Austrian diplomat Valentin Inzko Thursday assumed the office of the High Representative to Bosnia-Herzegovina, the seventh appointed by the international community since 1996.
Inzko, who also acts as the European Union (EU) Special Representative to Bosnia-Herzegovina, said he would be a friend to Bosnia, but would not hesitate to use his extensive powers if necessary.
"I believe in partnership and I see myself as your partner, but I won't hesitate to use my powers if it proves to be necessary.
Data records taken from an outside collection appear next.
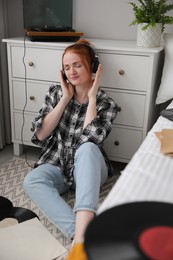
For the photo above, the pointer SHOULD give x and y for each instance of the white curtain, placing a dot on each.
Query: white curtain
(5, 126)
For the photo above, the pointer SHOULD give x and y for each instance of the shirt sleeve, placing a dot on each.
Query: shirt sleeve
(99, 128)
(52, 97)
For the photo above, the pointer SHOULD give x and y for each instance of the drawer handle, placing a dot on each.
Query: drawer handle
(121, 72)
(117, 143)
(31, 63)
(31, 97)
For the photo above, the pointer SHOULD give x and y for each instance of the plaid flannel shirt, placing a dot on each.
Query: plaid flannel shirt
(60, 147)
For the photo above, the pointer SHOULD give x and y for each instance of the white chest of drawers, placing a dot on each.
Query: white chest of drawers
(131, 77)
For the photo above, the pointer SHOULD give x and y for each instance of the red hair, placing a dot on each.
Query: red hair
(84, 50)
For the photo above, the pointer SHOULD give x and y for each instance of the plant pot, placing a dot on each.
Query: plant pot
(151, 37)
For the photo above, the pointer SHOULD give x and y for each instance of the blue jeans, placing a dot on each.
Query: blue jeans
(45, 184)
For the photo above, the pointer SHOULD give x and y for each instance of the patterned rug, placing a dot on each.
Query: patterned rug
(12, 175)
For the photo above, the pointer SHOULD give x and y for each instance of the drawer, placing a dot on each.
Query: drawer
(122, 143)
(125, 71)
(35, 95)
(131, 106)
(40, 63)
(27, 129)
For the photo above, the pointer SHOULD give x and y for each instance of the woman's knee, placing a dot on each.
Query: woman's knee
(88, 148)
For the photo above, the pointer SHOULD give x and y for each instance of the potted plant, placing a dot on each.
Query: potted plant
(151, 18)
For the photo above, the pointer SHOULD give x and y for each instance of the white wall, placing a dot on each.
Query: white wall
(107, 19)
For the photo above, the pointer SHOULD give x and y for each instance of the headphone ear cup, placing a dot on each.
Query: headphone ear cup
(95, 64)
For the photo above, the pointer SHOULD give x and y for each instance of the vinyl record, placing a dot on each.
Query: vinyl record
(8, 211)
(125, 232)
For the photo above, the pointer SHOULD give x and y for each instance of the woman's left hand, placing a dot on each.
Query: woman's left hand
(96, 83)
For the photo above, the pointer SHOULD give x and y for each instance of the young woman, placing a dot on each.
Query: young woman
(71, 127)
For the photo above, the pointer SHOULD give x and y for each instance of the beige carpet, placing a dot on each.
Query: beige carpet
(11, 178)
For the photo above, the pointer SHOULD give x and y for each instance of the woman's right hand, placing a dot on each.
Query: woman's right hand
(67, 87)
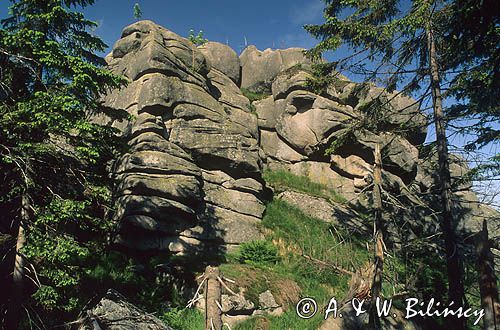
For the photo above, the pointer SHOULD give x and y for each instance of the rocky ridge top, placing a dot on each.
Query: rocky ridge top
(192, 177)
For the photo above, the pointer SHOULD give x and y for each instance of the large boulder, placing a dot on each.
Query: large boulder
(223, 58)
(260, 68)
(114, 312)
(268, 112)
(310, 121)
(188, 116)
(400, 113)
That will not be my first choice, but rather the ultimate means which I won't hesitate to use," Inzko said in the Bosnian capital Sarajevo.
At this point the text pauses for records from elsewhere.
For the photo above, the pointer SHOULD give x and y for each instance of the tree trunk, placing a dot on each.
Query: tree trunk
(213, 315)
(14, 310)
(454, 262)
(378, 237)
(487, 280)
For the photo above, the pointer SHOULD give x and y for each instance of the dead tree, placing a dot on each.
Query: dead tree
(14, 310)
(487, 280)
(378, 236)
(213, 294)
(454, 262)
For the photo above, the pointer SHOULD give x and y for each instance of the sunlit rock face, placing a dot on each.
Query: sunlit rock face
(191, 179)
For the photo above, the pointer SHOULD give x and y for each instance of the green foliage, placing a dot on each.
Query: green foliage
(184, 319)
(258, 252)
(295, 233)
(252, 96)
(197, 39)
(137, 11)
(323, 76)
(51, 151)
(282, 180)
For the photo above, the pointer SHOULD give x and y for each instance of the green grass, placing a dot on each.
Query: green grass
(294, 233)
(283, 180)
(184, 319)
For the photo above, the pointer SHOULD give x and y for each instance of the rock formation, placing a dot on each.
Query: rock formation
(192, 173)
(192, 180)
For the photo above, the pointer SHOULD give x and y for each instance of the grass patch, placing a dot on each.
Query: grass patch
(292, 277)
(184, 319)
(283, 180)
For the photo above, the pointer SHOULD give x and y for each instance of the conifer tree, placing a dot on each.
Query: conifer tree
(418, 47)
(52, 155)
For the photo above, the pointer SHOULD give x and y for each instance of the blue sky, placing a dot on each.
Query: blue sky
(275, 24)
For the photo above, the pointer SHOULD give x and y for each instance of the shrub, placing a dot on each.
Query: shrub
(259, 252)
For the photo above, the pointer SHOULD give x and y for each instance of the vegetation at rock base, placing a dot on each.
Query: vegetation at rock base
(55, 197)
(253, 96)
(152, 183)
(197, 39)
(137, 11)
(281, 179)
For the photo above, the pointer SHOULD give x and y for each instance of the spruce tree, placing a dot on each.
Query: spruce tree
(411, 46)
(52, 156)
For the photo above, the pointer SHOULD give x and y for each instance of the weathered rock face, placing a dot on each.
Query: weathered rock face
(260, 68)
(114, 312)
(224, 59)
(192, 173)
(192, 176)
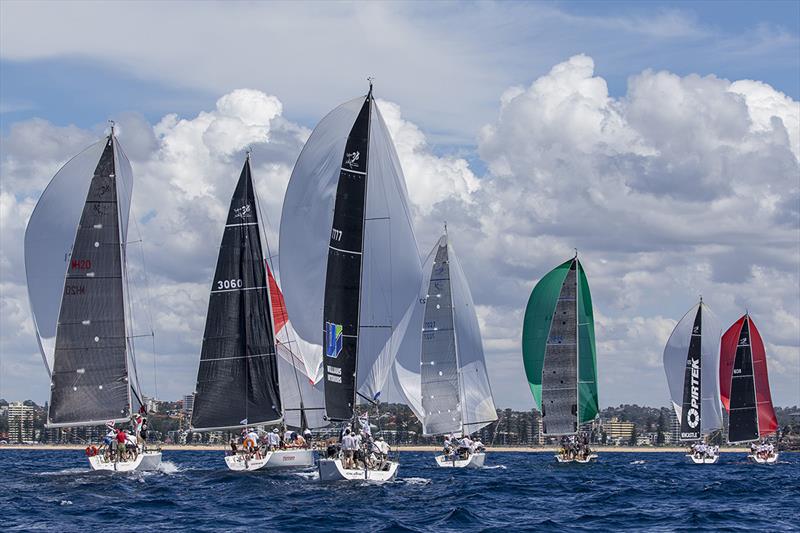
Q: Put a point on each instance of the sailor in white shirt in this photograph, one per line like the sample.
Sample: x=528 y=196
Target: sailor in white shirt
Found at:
x=348 y=448
x=274 y=439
The 59-year-old Inzko, who is the second Austrian to hold that post, took over from Miroslav Lajcak, who is now Slovak foreign minister.
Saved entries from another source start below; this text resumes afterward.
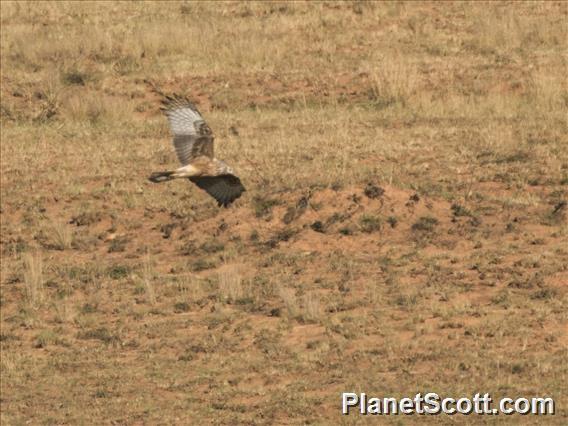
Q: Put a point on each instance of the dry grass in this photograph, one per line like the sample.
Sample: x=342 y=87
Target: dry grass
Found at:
x=33 y=278
x=128 y=302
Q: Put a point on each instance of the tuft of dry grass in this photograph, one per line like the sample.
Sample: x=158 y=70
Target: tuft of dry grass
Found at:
x=456 y=111
x=33 y=279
Speaking to the press in Sarajevo, Inzko said his priorities would be the same as those set previously by the international community, which request Bosnian authorities to speed up reforms necessary for integration with the EU.
He said a possible decision to close down the Office of the High Representative (OHR) and transform it into the office of the EU Special Representative would depend on those reforms.
Inzko said the region was making progress on the road to EU membership and in such a situation the lack of reforms would not mean stagnation but a step backward.
He promised to work closely with Bosnian politicians to help them solve existing problems, warning of the ever growing impact of the global crisis and stressing the need to respond to it with the right measures.
"The best way to do it is to ensure faster integration with the EU," he said.
Before the ceremony at which Inzko took office, the Steering Committee of the Peace Implementation Council (PIC) confirmed at a session in Sarajevo that the OHR would continue operating with full capacity and called on the country's political leaders to continue talking and looking for compromise solutions as the only way to solve problems in the country.
PIC, which was established in December 1995, is an international body charged with implementing the Dayton Peace Agreement, which ended the 1992-1995 civil war in Bosnia-Herzegovina.
After the war in Bosnia-Herzegovina, Inzko was appointed Austrian ambassador to Sarajevo. Before his latest appointment on March 13, he was Austrian ambassador to Ljubljana.